KULTURHAUPTSTADT TEMESWAR 2023: Alte Musik ganz neu entdeckt

Eufonia-Festival bringt zum zweiten Mal Bernhard Forck nach Temeswar

Ein abwechslungsreiches Konzert mit verspielten bis lamentierenden Stücken, mit Serenaden und dramatischer Kampfmusik, kurz „Contrasts“, bei dem jedes Stück in einer anderen Besetzung gegeben wurde. Foto: Astrid Weisz

Ein Abend - vier Konzerte, alle mit „klassischer“ Musik, und kein Veranstalter klagte über zu wenig Publikum am 3. September in Temeswar/Timșoara. Die Kulturereignisse häufen sich langsam wieder in der Kulturhauptstadt und man hat die Qual der Wahl, ob man nun dem französischen Intercontemporain- Ensemble im Rahmen des Enescu-Festivals, dem Orgelkonzert mit Bläserensemble im reformierten Zentrum „Neues Millennium“, Vivaldis „Jahreszeiten“ in der innenstädtischen Synagoge oder doch in der Piaristenkirche dem barocken Contrasts-Konzert beiwohnt. 

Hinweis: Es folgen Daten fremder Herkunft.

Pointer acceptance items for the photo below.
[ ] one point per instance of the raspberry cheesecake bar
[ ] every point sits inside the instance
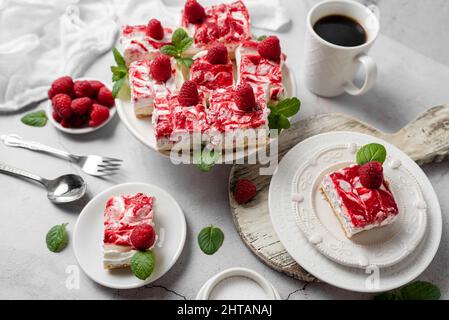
(360, 197)
(144, 42)
(212, 69)
(260, 63)
(228, 24)
(125, 218)
(177, 117)
(233, 111)
(150, 79)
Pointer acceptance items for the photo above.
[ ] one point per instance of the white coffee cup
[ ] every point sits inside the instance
(329, 68)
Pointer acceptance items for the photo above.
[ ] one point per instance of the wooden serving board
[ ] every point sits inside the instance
(425, 140)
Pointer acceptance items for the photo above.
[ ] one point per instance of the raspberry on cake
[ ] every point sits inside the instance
(358, 208)
(226, 117)
(138, 44)
(122, 215)
(258, 70)
(144, 89)
(211, 75)
(228, 24)
(172, 121)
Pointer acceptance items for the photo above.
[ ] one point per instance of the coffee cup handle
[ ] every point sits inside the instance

Mit einem richtigen Ohrenschmaus und einer Augenweide zugleich wurden die Besucher der Baroque-Academy-Konzerte im Rahmen des Eufonia-Festivals in Temeswar letzte Woche belohnt, ob in der besagten Piaristenkirche, in der gotischen Kirche von Vinga oder im anmutigen, selbst barocken Sankt-Georgs-Dom. Junge Musikschüler, ab 14 bis 15 Jahren, und Studenten aus Rumänien musizieren neben Profimusikern von Weltruhm – dem hat sich auch bei der 6. Auflage das Temeswarer Eufonia-Festival, man kann sagen erfolgreich, verschrieben. Nach Meisterkursen mit über 70 Teilnehmern aus der halben Welt in der ersten Festivalwoche vereinte unter dem Motto Baroque-Akademy die zweite Woche sehr gute Musiker aus Berlin mit begeisterten und begnadeten rumänischen Nachwuchskünstlern. Der musikalische Leiter des Festivals, Vlad Popescu, hätte mit 18 bis 20 Jahren nur davon träumen können, mit hochkarätigen, internationalen Musikern zusammenzuarbeiten, eine Chance, die das Festival nun Schülern und Studenten eröffnet. Zu den Stars zählten Professor Diego Cantalupi aus Bari (Italien) an der Laute, Florian Schmidt-Bartha, Solocellist im Bielefelder Stadttheater, Mladen Somborac (Mitglied im Mahler Chamber Orchestra), einer der berühmtesten Bratschisten der Welt, die Japanerin Mimoe Todo am Cembalo, Vlad Popescu an der Violine und Bernhard Forck, der Konzertmeister und Mitbegründer der Akademie für Alte Musik Berlin, die in diesem Jahr das 30. Jubiläum feierte. Nach Tagen des intensiven gemeinsamen Studiums (8 bis 9 Stunden pro Tag) entstand das Contrasts-Konzert in der Piaristenkirche. 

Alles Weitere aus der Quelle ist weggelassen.